#C, 315 bytes
t,i;double z,o,w,h,x,y,k,a,b,c;double g(N,S)double N,S[][2];{for(t=0;t<N;t++)k+=S[t][1];k/=N;for(i=0;i<9;i++){z=o=w=h=0;for(t=0;t<N;t++)x=S[t][0],y=S[t][1],a=y-k,b=sqrt(x*x+a*a),c=k*k-2*k*y+x*x+y*y,z+=b,o+=-a/b,w+=x*x/pow(c,1.5),h+=3*x*x*a/pow(c,2.5);a=h/2;b=w-h*k;c=o-w*k+a*k*k;k=(-b+sqrt(b*b-4*a*c))/h;}return k;}
This is far from pretty, and it's not short either (though, looking at that Python solution... I'm not done golfing). I figured since I'm not going to win the length contest, I can try to win the accuracy contest! The code is probably an order of magnitude or two faster than the bruteforce solution, and relies on a bit of mathematical tomfoolery.

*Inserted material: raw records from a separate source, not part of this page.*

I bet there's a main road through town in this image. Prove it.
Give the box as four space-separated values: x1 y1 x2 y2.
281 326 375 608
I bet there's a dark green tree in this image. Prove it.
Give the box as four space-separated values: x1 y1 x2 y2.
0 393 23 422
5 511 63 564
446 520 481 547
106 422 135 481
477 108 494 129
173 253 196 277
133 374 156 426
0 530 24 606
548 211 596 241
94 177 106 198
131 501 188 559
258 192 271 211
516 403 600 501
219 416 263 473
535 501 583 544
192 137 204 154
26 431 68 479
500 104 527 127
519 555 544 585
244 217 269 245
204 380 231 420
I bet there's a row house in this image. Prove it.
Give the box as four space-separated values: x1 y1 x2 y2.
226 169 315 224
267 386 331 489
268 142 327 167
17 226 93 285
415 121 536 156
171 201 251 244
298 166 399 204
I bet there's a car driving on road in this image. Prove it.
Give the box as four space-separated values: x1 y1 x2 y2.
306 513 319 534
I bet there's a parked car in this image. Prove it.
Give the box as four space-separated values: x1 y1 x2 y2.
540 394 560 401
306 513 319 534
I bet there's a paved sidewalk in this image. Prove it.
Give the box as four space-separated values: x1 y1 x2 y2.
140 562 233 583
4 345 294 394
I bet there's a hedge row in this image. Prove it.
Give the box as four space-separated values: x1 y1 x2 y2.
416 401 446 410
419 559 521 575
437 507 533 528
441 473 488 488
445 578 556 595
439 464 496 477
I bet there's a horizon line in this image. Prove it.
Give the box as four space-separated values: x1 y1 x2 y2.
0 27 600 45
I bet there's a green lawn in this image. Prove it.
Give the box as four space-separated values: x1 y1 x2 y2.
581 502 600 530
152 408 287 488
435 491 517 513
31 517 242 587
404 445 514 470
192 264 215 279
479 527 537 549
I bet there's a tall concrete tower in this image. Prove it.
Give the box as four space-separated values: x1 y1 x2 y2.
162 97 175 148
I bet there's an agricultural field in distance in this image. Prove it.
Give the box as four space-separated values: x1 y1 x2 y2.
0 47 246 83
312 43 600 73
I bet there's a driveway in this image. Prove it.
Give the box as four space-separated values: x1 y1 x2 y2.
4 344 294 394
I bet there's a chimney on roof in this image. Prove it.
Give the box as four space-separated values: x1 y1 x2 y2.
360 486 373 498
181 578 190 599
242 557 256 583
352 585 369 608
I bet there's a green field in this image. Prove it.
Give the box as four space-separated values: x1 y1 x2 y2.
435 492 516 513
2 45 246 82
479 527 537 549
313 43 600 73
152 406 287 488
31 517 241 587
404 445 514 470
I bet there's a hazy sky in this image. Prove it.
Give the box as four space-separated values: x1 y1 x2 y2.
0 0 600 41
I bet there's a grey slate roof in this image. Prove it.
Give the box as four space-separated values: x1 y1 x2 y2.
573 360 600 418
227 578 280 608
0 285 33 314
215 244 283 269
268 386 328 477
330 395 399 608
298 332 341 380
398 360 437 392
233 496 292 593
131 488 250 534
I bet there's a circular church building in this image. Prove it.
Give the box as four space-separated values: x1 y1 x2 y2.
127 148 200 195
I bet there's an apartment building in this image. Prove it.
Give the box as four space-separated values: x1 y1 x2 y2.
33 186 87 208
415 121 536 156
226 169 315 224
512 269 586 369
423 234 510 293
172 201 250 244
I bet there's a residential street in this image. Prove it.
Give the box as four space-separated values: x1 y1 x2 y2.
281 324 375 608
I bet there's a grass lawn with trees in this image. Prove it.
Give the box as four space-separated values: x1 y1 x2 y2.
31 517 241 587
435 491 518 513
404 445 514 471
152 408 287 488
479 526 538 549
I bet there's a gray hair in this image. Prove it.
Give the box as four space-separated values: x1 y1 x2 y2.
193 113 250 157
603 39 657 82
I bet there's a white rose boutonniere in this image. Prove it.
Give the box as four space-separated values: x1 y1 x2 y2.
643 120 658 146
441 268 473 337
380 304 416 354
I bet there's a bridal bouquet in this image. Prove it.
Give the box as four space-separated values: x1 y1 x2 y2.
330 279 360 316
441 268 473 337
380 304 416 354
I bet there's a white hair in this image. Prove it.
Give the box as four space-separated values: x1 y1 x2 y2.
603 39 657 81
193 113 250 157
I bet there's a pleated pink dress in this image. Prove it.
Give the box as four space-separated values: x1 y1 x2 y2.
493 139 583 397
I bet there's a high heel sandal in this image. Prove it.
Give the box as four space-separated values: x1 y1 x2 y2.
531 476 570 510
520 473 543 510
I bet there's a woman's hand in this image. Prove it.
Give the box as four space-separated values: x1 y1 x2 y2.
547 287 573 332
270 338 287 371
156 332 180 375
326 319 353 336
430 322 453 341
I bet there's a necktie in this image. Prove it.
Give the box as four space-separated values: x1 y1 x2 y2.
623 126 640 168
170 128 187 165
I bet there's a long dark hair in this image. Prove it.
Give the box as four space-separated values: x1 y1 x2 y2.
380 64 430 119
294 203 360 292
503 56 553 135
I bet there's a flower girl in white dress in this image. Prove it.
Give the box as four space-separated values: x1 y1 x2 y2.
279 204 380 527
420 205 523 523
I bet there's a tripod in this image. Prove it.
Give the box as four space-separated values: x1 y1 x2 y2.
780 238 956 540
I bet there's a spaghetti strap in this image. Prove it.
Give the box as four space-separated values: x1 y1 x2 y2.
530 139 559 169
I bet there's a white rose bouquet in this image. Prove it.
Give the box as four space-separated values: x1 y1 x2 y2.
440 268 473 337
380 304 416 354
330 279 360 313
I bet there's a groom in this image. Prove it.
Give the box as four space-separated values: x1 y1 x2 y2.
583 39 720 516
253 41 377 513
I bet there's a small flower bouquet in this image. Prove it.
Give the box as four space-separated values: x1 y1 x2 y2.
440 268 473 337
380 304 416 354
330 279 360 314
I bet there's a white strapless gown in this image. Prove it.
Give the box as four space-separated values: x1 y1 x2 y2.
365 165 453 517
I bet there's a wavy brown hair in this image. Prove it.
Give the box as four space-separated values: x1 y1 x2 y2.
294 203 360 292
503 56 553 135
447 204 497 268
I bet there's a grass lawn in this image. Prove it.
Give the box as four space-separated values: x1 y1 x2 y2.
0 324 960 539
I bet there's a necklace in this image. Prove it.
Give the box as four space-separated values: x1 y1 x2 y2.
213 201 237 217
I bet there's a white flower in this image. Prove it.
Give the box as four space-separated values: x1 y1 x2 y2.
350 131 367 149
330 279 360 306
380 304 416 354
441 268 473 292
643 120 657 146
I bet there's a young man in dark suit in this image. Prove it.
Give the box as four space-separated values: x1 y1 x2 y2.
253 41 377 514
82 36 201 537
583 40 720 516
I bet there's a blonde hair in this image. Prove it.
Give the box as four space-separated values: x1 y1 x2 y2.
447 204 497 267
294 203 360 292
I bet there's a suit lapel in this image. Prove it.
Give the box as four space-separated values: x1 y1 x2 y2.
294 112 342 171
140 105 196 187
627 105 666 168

We define a function g(N,S)
which takes as input the number of houses, N
, and an array of houses S[][2]
.
Here it is unraveled, with a test case:
t,i;
double z,o,w,h,x,y,k,a,b,c;
double g(N,S)double N,S[][2];{
for(t=0;t<N;t++)
k+=S[t][1];
k/=N;
for(i=0;i<9;i++){
z=o=w=h=0;
for(t=0;t<N;t++)
x=S[t][0],
y=S[t][1],
a=y-k,
b=sqrt(x*x+a*a),
c=k*k-2*k*y+x*x+y*y,
z+=b,
o+=-a/b,
w+=x*x/pow(c,1.5),
h+=3*x*x*a/pow(c,2.5);
a=h/2;
b=w-h*k;
c=o-w*k+a*k*k;
k=(-b+sqrt(b*b-4*a*c))/h;
}
return k;
}
int main(int argc, char** argv) {
/* Our test case */
double test[2][2] = {
{5.7, 3.2},
{8.9, 8.1}
};
printf("%.20lf\n", g(2, test));
return 0;
}
Which outputs:
5.11301369863013732697
If anyone asks, I'll be happy to explain the method once I'm satisfied with the golfing.